どんなに経済大国になっても地球を汚していることに変わりはない。今までの経営を表で表すとX軸が収益性、効率がY軸であった。そして、このX軸とY軸の面積が広い企業がいいとされていた。しかし、これからは、地球にとって価値のあるものなのかということを示す、"GAIA"軸(G軸)から導き出される体積によって企業価値をはかることが重要である。地球規模で成功する企業は、"GAIA"軸をコアコンピタスとし、それが日本的経営の主流となっていることを積極的に発信していきたいと訴えた。

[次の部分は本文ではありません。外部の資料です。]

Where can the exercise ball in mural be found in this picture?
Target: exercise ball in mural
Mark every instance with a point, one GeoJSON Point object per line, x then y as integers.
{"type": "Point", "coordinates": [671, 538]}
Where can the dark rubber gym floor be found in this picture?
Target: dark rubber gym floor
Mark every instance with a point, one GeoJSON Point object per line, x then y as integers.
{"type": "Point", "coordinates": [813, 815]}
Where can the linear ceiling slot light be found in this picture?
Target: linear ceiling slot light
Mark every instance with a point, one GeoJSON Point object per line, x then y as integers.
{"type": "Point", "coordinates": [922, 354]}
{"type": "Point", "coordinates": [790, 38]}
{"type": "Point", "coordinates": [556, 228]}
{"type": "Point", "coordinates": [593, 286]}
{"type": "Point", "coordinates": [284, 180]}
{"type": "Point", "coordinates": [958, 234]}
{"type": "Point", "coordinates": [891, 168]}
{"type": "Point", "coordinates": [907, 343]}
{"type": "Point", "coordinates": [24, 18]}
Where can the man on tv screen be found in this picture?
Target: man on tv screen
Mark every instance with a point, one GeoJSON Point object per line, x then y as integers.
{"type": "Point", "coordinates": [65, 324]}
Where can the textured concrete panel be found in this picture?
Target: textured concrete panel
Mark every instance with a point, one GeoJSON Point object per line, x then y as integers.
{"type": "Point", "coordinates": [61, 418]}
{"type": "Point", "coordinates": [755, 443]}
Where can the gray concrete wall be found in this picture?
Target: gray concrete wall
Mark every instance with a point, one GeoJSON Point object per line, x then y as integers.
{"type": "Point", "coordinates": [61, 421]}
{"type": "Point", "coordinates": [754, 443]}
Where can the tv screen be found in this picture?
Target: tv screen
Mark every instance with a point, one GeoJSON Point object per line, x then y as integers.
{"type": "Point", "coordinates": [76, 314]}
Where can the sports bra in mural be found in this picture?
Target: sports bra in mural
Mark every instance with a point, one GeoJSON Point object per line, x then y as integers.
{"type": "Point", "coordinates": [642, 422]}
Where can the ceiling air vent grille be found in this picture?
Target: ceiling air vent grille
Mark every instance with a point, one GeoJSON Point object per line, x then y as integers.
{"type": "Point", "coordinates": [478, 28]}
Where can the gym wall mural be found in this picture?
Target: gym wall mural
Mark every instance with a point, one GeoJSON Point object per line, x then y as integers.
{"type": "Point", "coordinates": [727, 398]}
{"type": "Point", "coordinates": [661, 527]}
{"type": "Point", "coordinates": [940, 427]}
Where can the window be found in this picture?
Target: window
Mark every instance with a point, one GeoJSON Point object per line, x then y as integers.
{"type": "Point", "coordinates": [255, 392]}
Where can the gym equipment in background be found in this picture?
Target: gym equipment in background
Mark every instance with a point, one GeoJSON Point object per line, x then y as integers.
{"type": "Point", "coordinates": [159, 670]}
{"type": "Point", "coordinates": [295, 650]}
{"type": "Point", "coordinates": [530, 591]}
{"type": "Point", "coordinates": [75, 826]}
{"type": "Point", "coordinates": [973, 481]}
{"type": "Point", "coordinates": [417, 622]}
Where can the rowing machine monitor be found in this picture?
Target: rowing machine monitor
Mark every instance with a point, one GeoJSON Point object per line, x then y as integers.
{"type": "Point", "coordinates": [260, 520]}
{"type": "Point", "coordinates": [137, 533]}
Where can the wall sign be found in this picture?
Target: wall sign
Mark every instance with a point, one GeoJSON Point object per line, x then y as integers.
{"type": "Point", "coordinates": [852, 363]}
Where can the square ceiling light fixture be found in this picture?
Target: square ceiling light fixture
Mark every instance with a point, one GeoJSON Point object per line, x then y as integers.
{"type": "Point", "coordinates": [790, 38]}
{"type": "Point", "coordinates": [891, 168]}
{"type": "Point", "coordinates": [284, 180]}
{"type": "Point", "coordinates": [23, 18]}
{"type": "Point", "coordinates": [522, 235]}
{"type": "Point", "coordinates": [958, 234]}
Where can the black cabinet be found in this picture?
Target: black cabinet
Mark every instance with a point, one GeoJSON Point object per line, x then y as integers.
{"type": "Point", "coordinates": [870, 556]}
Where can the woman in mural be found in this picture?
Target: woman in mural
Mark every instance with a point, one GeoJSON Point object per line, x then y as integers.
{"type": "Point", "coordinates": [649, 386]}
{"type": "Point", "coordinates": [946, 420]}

(5)"Think GAIA"から生まれたエネループ
「売り上げを伸ばすためだけではなく、売り上げを伸ばすための商品が世界をよくするものであれば売れる。」という思いを企業全体で共有することによって、使い捨てない電池「エネループ」から、さらにエネループユニバースが誕生。三洋電気の枠を超えてのつながりが生まれ、志が同じ仲間たちが集まった。そのことにより共同プロジェクトが増えていった。この経営スタイルが、デザインとして評価されグッドデザイン大賞を獲ったことは、大きな結果である。

(6)様々な形の"Think GAIA"
「ウィルスウォッシャーユニバース」は、加湿器、空気洗浄機などがあるが、その全てが異なる企業から生まれている。また、水を使わない洗濯機「アクア」は、半導体チームの水を綺麗にするテクノロジーを使用し、洗濯機チームとタッグを組んだことによる成果だ。

(7)NPO「ガイア・イニシアチブ」
日本が洞爺湖サミットに向かって行うべきことは、「軍事力、経済力、文化力」を偏狭なナショナリズムではなく、新しく再編集すること。そして、環境技術の先進国として「日本がいてくれてありがたい」という国へのポジショニングを3年以内にしていかなければならないとした。日本の力を今のうちにG軸に集めて発露していくプロジェクトを立ち上げなければならない。そのために、「鎮守の森」プロジェクトを開始。これから活動していく予定。

(8)まとめ
株主として企業を選ぶ際、その企業がG軸を持っていることをあたりまえとし、社会的にもそのようなリテラシーが求められる時代がもうすぐ来る。そのためにも、企業は今から行動を始めなければならない。